Objective: The strength and intensity of the identification with their desired gender might prove a useful index to orient clinicians and transgender clients to identify the optimal treatment option and “taylor” clinical interventions to the client’s needs (different levels of
body modification, changing gender expression etc.). It is reasonable to assume that the assessment of gender identity might benefit from the adoption of implicit techniques, which are intended to measure psychological constructs operating in an automatic (i.e. non-conscious) mode. This study aims at investigating the validity and clinical utility of the Implicit Association Test (IAT; Greenwald, McGhee & Schwartz, 1998) in the exploration of gender identity. The IAT measures the relative strength of the association between pairs of concepts by comparing response times on two combined discrimination tasks; it’s an implicit technique whose validity and reliability is now well-established in other fields of psychology, both in research settings and in applied psychology (Lane et al., 2007).

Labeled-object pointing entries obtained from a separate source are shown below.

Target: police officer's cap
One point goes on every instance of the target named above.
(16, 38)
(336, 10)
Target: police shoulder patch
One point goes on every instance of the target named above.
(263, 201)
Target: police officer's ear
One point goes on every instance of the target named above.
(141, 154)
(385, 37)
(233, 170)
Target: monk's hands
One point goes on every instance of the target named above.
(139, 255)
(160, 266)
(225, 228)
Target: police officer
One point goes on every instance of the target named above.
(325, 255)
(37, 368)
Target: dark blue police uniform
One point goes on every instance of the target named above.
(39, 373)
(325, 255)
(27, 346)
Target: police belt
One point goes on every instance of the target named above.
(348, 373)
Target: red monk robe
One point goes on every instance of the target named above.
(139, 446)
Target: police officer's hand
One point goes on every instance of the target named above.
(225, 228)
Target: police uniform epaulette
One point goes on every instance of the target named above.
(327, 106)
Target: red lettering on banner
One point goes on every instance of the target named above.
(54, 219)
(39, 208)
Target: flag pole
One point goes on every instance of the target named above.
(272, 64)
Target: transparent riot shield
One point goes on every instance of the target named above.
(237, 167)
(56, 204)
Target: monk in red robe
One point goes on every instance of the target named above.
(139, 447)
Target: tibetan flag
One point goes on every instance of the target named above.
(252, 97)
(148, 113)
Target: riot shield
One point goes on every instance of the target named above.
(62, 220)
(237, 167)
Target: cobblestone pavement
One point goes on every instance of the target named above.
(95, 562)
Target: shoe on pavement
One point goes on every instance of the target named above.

Methods: The study aims at exploring the validity of the IAT-Gender Identity (IAT-GI) in two versions: picture and words; it aims at ascertaining the IAT-GI’s convergence with explicit measure of gender identity, gender dysphoria and sex roles (GIDYQ-AA; BSRI) and its capacity to discriminate among different groups according to gender identification and regardless of biological sex and sexual orientation. In particular, we will compare the performance on the IAT-GI of two groups of clients with a formal diagnosis of Gender Dysphoria (20 MtFs and 20 FtMs) consecutively admitted at Niguarda Ca’ Granda Hospital in Milan (Italy), with groups of heterosexual and homosexual cisgender controls from the community.
Results: The performance on the IAT-GI in the transsexual group has no significant differences with that of the control group of the same gender.
Conclusion: The performance on the IAT-GI appears to reflect the strength and intensity of gender identification and is independent of biological sex and sexual orientation. Implications for clinical practice will be discussed.